Intaglio: Italian for "carved". Generally used as a printmaking term including any of the techniques used to make marks on a metal printing plate. The plate is then inked and wiped by hand. An impression is taken onto a dampened piece of paper by running the inked plate through an etching press .
Lithograph: A planographic printing technique where a drawing is made on a flat limestone printing surface using a grease crayon or greasy ink wash. The drawing is then chemically treated to resist water and attract oil based ink from a leather roller. The image is hand charged with ink and then the stone is run through a lithographic press with a sheet of dampened paper. The line quality of a lithograph looks a bit like a charcoal drawing and may have more spontaneity than an engraved line. Unlike printing from a metal plate a properly treated stone can make thousands of impressions without any loss of quality. Most often contemporary artists use a zinc plate that has been grained to mimic the limestone, as the stones have become harder to find especially in large sizes. Great examples of 19th century lithographs include Audubon's Quadrupeds, Currier and Ives, John Gould's hummingbirds among many others.
Margins: Collectors like to see wide untrimmed paper margins when possible.

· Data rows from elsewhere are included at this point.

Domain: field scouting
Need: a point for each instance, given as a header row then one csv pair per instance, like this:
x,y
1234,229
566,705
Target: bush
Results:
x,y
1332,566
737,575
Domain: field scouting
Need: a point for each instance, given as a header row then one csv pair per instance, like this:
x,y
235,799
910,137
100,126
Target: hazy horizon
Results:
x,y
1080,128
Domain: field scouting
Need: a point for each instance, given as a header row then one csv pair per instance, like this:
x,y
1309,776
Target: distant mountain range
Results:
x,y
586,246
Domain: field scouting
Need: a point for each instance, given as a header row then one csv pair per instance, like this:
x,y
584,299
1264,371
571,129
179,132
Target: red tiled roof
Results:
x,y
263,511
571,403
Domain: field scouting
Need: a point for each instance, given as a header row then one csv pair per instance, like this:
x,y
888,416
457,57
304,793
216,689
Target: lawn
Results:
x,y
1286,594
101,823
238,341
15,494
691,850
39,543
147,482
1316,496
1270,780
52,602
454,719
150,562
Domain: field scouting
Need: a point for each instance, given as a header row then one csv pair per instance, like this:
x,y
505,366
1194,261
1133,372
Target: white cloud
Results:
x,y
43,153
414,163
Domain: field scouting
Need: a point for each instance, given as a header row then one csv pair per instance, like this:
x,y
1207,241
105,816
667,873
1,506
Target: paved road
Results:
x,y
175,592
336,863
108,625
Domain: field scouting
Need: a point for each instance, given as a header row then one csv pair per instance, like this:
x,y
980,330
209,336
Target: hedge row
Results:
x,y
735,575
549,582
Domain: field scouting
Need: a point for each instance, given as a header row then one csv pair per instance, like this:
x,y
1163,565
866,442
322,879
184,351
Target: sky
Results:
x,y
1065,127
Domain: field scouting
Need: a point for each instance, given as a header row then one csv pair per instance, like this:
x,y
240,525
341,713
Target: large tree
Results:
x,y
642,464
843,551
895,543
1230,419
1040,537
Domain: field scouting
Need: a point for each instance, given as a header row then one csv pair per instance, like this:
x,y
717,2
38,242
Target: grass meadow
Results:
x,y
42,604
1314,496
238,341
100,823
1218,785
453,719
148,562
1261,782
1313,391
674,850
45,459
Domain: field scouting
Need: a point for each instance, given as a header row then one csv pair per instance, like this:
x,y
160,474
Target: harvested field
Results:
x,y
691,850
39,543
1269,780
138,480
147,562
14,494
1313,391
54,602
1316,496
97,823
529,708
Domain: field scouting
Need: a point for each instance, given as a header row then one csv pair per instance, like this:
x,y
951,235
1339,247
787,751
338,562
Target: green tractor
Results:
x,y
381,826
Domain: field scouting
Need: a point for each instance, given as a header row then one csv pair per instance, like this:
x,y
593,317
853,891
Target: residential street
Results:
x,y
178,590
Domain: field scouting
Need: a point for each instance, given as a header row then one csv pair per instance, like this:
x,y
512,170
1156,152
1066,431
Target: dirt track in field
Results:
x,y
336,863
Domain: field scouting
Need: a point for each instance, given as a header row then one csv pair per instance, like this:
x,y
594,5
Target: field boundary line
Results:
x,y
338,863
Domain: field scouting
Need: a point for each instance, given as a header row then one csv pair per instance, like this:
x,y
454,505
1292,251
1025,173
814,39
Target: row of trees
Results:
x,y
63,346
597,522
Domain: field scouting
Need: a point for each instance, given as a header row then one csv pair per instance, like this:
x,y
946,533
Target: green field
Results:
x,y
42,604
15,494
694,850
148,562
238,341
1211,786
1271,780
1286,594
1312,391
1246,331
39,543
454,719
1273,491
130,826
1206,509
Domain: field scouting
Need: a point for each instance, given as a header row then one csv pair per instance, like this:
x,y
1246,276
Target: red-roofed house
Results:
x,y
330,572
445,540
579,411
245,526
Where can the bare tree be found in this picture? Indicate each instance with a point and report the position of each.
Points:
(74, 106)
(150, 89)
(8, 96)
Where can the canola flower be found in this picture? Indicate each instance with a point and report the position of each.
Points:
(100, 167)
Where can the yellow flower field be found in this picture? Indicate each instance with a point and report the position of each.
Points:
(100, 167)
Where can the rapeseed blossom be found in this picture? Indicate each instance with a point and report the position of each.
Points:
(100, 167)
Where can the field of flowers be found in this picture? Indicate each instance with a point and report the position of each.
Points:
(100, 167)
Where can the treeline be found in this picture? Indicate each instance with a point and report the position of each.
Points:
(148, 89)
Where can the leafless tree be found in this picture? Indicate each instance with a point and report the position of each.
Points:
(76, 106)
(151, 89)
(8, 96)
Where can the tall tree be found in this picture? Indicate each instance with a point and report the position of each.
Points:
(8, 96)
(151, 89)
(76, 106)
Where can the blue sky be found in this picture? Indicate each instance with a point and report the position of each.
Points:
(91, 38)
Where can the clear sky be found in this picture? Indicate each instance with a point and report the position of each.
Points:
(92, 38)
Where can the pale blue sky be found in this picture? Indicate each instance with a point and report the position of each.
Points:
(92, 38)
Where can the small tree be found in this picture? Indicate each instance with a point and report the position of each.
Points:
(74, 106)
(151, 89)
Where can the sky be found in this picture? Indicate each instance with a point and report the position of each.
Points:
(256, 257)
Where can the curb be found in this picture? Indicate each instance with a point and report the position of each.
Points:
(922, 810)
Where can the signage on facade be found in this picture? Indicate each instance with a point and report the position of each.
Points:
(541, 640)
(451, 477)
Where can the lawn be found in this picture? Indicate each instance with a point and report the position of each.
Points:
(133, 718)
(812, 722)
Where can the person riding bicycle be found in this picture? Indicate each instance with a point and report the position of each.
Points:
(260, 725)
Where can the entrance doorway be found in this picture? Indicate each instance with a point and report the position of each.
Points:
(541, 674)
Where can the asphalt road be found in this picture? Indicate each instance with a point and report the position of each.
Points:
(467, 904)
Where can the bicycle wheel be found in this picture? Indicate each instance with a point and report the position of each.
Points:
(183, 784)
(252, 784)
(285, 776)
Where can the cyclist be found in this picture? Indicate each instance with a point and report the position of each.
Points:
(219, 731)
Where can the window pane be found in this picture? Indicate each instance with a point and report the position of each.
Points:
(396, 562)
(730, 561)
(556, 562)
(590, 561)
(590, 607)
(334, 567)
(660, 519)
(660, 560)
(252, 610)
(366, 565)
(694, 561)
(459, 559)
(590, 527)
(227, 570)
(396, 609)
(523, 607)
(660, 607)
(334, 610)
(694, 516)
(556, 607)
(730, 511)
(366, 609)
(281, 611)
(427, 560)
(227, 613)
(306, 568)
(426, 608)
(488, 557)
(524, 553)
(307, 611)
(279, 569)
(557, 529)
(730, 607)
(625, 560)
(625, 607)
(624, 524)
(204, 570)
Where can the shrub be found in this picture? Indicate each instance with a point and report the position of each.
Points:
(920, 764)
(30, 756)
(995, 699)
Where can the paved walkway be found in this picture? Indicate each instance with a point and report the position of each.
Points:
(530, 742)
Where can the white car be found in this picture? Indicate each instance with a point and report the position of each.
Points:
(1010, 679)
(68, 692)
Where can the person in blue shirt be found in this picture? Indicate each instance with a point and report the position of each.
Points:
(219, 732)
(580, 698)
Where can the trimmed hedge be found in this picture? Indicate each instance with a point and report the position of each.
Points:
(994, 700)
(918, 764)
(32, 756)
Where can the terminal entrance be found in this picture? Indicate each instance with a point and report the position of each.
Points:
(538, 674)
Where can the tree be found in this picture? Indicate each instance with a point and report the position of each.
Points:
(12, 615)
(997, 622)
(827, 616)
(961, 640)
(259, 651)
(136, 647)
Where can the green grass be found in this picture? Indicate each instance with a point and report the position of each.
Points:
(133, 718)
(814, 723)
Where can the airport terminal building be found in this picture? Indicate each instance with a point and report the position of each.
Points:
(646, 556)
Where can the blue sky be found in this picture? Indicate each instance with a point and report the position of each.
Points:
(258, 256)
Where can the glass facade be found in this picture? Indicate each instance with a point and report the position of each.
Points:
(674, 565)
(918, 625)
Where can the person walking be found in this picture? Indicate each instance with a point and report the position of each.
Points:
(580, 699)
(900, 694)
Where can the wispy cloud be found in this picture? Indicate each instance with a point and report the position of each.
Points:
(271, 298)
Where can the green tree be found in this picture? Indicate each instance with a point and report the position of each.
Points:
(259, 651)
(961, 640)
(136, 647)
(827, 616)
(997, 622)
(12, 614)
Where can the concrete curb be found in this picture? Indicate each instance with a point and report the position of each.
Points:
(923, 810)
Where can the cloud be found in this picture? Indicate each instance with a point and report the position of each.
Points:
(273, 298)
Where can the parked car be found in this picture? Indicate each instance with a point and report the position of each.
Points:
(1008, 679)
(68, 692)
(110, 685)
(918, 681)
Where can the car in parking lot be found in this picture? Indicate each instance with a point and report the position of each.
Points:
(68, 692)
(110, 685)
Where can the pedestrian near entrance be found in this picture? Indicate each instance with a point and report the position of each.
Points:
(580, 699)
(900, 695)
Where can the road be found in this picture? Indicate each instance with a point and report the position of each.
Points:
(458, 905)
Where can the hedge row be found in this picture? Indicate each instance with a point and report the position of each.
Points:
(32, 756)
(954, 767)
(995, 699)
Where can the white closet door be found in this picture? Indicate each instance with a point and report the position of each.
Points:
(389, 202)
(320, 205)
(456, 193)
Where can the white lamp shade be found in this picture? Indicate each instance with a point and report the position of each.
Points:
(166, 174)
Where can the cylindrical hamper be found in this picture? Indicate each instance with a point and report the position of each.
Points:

Mezzotint: An intaglio technique where the metal plate is textured by hand using a mezzotint rocker creating a rich velvety black surface when inked. The artist creates the image by working backwards from dark to light by burnishing into the dark areas. Dr. Thornton used this technique in his "Temple of Flora".
Monotype: A painterly method of printmaking, where an artist applies pigment (usually thinned oil paint, directly onto a glass or metal plate, then run through an etching press with dampened paper to receive the image. A series of related images may be worked out very spontaneously but no two are the same.
Photogravure: A means of printing a photographic image by the intaglio process. A photographic negative is used to expose a metal plate coated with light sensitive emulsion. The plate may then be etched and used to create prints. Artists who used this technique included Edward S. Curtis and Karl Blossfeldt.
Plate mark: The embossed rectangle in a sheet of paper created by the metal intaglio printing plate run through the press.
À la poupée: A color inking technique for an intaglio plate perfected by the French in the late 18th century. The plate is inked in specific areas with specific colors using tiny felt daubers that look a bit like dolls. Masterful examples of this technique were produced by Redouté in Les Roses and Les Liliaceés.
Proof: An impression taking during the creation of the printing plate to check on the progress by the artist. Once the plate is deemed finished a bon`a tirer proof may be designated, (good to pull). The rest of the edition is compared to the bon à tirer for consistency. As well, artist's proofs or printers proofs may be designated as distinct from the regular edition.
State: A way scholars distinguish changes made in the printing surface. The change may be intentional (an area might be re-worked or lines may be strengthened) or unintentional if the printing plate gets scratched, nicked or otherwise damaged.
Woodcut: A relief print taken from a carved wooden printing surface. The negative areas are cut away. The block is inked with a brayer and the impression may be taken by hand by rubbing the back of the sheet to transfer the ink from the block to the paper.
Wood engraving: A relief print carved into the end grain of a block of wood whose thickness is the same height as a piece of moveable type. In 19th century publishing a pen and ink drawing was pasted onto the block and then destroyed as the engravers cut away the light areas with sharp tools leaving the dark lines in relief. This was the technique that publications like Harper's Weekly used for illustrations. Young artists could get started working as illustrators under contract for these magazines, Winslow Homer, Frederic Remington, among them.